Le point de rencontre entre ces deux affaires n’est autre que Guy Ollieuz. Précisons néanmoins que rien dans les « Dubaï Papers » ne permet d’impliquer Mogi Bayat dans un montage illégal d’Henri de Croÿ. Cependant, toute une série d’apparentes coïncidences ne manquent pas d’intriguer. Dès l’entame de sa carrière comme agent de footballeurs, en 2010, Bayat a confié à OPR, la boîte comptable d’Ollieuz, la gestion des comptes de sa société Creative and Management Group SPRL (CMG). Nous ignorons comment s’est faite cette rencontre, mais leur collaboration s’est poursuivie jusqu’à aujourd’hui.

En 2012, l’agent franco-iranien a créé une société au Grand-Duché de Luxembourg dont il est le seul actionnaire : Sports and Football Management SA. A partir de 2017, celle-ci a fait appel à un nouveau commissaire aux comptes. Il s’agit de CWI Consulting SA, laquelle appartient à la nébuleuse de sociétés du prince de Croÿ et qui a pour administrateur le fameux Pascal Hennuy, vieille connaissance de Guy Ollieuz.

Ce n’est pas tout : en 2018, Mogi Bayat a transféré le siège de sa SPRL, CMG, à son domicile particulier à Lasne. C’est aussi à cette même adresse qu’en avril de l’année dernière, il a installé sa fondation privée baptisée « Les souliers du coeur ». Or, l’un des administrateurs de cette fondation, est un ex-associé de Guy Ollieuz, conseiller fiscal chez OPR. Selon nos sources, il a été auditionné (sans suites) par la police judiciaire fédérale en 2018, dans le cadre de l’enquête sur le « Footbelgate ».

Enfin, dernière « concomitance » assez singulière : l’adresse de la résidence lasnoise de Bayat, c’est celle qu’a occupée jusqu’en 2012 le dirigeant d’une société brabançonne spécialisée dans la fabrication de colorants, cliente du prince de Croÿ. L’administrateur délégué a notamment pu compter sur l’aide de Guy Ollieuz pour se constituer deux offshores, l’une implantée en Angleterre (Whitechurch UK) et l’autre aux îles Marshall (Whitechurch MI). En 2017, l’entreprise recourait encore aux services d’Europe Master Direct (EMD), la fabrique de fausses factures de Helin.
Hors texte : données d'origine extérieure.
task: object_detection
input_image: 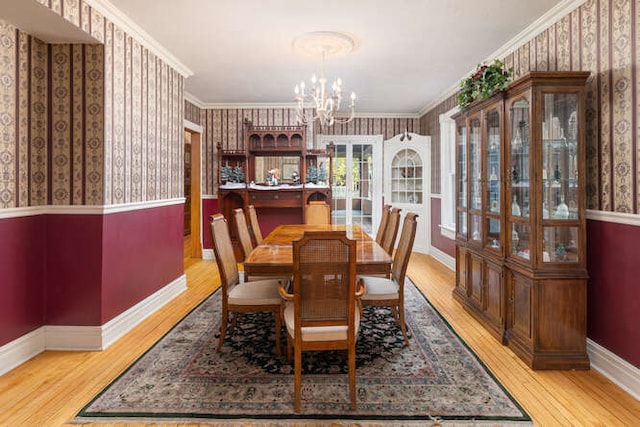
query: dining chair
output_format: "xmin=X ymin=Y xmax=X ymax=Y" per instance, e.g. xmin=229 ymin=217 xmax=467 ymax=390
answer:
xmin=233 ymin=208 xmax=253 ymax=260
xmin=380 ymin=208 xmax=402 ymax=255
xmin=376 ymin=205 xmax=391 ymax=246
xmin=280 ymin=230 xmax=364 ymax=412
xmin=359 ymin=212 xmax=418 ymax=345
xmin=249 ymin=205 xmax=262 ymax=246
xmin=210 ymin=214 xmax=282 ymax=356
xmin=304 ymin=200 xmax=331 ymax=224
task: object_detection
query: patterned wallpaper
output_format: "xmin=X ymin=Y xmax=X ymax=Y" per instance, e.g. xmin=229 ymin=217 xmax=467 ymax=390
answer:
xmin=0 ymin=0 xmax=184 ymax=208
xmin=0 ymin=21 xmax=48 ymax=208
xmin=198 ymin=105 xmax=419 ymax=195
xmin=420 ymin=0 xmax=640 ymax=214
xmin=104 ymin=22 xmax=184 ymax=204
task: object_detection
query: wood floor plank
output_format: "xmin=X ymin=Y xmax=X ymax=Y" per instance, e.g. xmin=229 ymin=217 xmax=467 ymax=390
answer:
xmin=0 ymin=253 xmax=640 ymax=427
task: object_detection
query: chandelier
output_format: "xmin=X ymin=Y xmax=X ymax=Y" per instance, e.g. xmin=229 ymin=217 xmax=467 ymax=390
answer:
xmin=293 ymin=31 xmax=356 ymax=127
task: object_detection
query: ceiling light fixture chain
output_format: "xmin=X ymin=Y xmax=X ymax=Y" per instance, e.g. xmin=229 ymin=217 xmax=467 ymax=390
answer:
xmin=294 ymin=31 xmax=356 ymax=127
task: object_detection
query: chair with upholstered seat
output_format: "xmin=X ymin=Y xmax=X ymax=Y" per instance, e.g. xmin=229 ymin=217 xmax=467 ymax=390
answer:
xmin=233 ymin=208 xmax=288 ymax=282
xmin=249 ymin=205 xmax=262 ymax=245
xmin=280 ymin=231 xmax=364 ymax=412
xmin=360 ymin=212 xmax=418 ymax=345
xmin=304 ymin=200 xmax=331 ymax=224
xmin=380 ymin=208 xmax=402 ymax=255
xmin=376 ymin=205 xmax=391 ymax=246
xmin=210 ymin=214 xmax=282 ymax=356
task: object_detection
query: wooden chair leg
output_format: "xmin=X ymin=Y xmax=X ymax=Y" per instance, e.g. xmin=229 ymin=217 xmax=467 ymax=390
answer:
xmin=349 ymin=345 xmax=356 ymax=411
xmin=216 ymin=307 xmax=229 ymax=353
xmin=293 ymin=347 xmax=302 ymax=413
xmin=273 ymin=310 xmax=282 ymax=357
xmin=398 ymin=306 xmax=411 ymax=346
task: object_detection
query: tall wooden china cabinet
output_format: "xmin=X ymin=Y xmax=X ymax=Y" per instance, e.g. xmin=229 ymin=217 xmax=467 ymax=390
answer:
xmin=453 ymin=72 xmax=589 ymax=369
xmin=218 ymin=121 xmax=332 ymax=261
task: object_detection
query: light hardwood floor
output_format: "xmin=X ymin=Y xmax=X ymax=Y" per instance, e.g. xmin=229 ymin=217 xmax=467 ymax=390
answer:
xmin=0 ymin=253 xmax=640 ymax=427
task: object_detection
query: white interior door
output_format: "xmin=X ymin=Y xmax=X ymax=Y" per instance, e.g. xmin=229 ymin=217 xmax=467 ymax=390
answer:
xmin=318 ymin=135 xmax=382 ymax=235
xmin=384 ymin=133 xmax=431 ymax=254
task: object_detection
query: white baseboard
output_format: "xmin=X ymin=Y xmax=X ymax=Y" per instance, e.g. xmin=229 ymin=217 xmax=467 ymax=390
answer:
xmin=202 ymin=249 xmax=216 ymax=261
xmin=0 ymin=327 xmax=45 ymax=375
xmin=0 ymin=274 xmax=187 ymax=375
xmin=429 ymin=246 xmax=456 ymax=271
xmin=102 ymin=274 xmax=187 ymax=350
xmin=587 ymin=339 xmax=640 ymax=400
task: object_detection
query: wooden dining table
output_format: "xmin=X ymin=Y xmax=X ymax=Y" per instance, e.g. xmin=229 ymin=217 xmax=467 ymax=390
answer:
xmin=244 ymin=224 xmax=393 ymax=280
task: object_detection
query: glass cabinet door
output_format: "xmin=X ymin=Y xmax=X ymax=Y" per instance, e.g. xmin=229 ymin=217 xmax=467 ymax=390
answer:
xmin=456 ymin=125 xmax=467 ymax=239
xmin=469 ymin=117 xmax=482 ymax=243
xmin=507 ymin=97 xmax=531 ymax=260
xmin=542 ymin=93 xmax=581 ymax=263
xmin=391 ymin=148 xmax=423 ymax=204
xmin=483 ymin=109 xmax=502 ymax=250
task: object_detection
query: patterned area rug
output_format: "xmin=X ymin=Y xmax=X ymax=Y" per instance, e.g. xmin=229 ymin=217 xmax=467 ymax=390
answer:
xmin=74 ymin=279 xmax=531 ymax=426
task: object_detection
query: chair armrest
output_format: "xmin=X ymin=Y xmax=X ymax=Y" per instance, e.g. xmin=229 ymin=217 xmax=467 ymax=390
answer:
xmin=356 ymin=278 xmax=366 ymax=299
xmin=278 ymin=280 xmax=293 ymax=301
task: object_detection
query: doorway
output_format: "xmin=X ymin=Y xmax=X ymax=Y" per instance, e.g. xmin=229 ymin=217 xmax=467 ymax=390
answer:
xmin=318 ymin=135 xmax=383 ymax=236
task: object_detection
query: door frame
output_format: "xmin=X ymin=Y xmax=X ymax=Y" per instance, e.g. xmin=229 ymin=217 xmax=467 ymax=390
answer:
xmin=183 ymin=120 xmax=203 ymax=258
xmin=317 ymin=134 xmax=384 ymax=236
Nous avons confronté Guy Ollieuz à ces informations, mais il n’a pas réagi. Il avait toutefois déjà eu l’opportunité de nous faire savoir qu’il n’était « concerné en aucune manière par des actes illégaux » quels qu’ils soient. Quant à Mogy Bayat, nous avons interrogé son avocat, Me Jean-Philippe Mayence. Il n’est pas encore revenu vers nous.